How should Securitizing Accounts Receivable be accounted for?

If a company securitizes $200,000 worth of accounts receivable (to an SPE), which of the following is most likely correct? Assume the income tax rate is at 40%, and assume there is zero tax on the sale of accounts receivable to the SPE.

A. Assets decrease by $120,000 and Equity decreases by $120,000.

B. Assets decrease by $200,000 and Liabilities decrease by $200,000.

C. No effect on the Total Assets, since an equal amount of cash ($200,000) is recorded, offsetting the decrease in accounts receivable.

Please post your choice and EXPLANATION. Don’t necessarily believe in your first instinct on this one!

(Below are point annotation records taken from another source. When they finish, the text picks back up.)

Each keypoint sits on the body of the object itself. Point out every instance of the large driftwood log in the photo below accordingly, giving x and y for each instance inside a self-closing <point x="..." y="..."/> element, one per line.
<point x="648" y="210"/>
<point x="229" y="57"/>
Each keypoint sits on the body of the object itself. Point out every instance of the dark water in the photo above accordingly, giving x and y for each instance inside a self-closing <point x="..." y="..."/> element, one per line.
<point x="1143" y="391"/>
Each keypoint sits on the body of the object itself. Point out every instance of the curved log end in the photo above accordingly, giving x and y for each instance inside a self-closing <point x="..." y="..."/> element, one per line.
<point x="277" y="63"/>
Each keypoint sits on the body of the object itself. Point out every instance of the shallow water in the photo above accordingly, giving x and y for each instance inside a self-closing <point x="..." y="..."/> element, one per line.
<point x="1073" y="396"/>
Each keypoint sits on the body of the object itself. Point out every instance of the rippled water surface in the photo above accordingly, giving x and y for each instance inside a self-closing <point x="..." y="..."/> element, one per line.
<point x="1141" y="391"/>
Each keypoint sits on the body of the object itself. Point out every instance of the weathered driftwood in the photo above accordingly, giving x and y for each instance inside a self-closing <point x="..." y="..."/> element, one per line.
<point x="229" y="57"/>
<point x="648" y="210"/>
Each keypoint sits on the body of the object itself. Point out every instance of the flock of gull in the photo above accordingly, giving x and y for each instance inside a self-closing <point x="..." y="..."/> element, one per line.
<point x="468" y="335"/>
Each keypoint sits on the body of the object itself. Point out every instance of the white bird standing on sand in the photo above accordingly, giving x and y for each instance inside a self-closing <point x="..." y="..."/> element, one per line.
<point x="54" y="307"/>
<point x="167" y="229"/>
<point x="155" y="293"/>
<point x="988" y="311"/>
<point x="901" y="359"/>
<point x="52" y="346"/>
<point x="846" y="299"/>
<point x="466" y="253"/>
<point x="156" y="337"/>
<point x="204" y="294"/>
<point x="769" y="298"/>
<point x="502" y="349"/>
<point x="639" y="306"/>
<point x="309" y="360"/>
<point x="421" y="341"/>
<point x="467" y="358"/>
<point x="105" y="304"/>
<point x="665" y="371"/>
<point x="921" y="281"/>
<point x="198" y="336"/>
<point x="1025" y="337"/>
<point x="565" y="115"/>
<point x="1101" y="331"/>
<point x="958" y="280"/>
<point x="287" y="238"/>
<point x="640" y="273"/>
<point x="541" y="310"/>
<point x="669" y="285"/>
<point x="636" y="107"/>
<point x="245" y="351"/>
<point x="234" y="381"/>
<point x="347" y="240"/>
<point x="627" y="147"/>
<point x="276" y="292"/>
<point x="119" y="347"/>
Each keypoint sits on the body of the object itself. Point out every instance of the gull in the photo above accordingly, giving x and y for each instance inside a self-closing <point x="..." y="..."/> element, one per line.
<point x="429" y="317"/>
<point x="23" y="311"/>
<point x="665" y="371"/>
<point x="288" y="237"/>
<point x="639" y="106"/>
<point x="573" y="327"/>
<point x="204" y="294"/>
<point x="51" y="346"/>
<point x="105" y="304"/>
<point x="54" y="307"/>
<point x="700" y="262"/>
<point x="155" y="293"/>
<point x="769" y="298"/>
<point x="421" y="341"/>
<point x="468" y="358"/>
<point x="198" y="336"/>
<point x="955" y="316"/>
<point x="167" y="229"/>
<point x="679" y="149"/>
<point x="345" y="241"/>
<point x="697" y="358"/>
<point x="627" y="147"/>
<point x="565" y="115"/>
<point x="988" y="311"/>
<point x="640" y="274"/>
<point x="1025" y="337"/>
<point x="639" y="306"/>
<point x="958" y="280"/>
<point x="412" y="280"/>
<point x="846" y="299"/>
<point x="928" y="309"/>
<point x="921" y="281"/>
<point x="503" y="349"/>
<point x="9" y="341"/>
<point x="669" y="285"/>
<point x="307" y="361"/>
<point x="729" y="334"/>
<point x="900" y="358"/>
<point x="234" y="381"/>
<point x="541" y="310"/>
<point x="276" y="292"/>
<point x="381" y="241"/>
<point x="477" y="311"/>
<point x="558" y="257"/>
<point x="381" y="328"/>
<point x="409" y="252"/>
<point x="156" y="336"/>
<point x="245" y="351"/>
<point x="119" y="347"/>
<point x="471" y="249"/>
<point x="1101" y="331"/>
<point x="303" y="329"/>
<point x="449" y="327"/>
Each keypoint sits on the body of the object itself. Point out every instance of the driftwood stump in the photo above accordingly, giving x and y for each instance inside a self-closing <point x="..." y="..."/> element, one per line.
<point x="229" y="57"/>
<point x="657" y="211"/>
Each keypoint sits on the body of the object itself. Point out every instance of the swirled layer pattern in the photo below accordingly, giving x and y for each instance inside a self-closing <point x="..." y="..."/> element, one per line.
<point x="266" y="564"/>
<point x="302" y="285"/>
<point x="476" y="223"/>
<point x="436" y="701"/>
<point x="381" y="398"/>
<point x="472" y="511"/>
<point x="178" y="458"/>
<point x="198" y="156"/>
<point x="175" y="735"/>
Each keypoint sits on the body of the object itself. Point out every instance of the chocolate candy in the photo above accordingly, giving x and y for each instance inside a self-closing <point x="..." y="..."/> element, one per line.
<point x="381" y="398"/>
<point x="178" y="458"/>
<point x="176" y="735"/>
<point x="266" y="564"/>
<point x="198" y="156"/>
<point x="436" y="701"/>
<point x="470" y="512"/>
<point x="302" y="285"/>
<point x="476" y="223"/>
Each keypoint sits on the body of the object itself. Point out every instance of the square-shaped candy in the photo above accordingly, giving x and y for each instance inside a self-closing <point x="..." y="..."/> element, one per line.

Once you’ve answered this question, go to curriculum Volume 2 Page 463 and look at Question 17.

Good luck with the exam!


It depends on whether or not you are required to consolidate them - if they can treat it as a sale or not (GAAP can still do either)

If a true sale, in GAAP, the liabilities and assets are both removed and any gain between carrying value and market value of the assets are in IS, and the answer would be B.

If not a true sale, they are required to consolidate and the answer would be C.

In IFRS, sales are pretty much eliminated (correct me if I’m wrong)

The question in the book assumes that they HAD been sold and ARENT reflected on the balance sheets as given. So, the question is assuming that the situation in B has already happened

if the company still is responsible for losses they will have to keep the A/R on their books.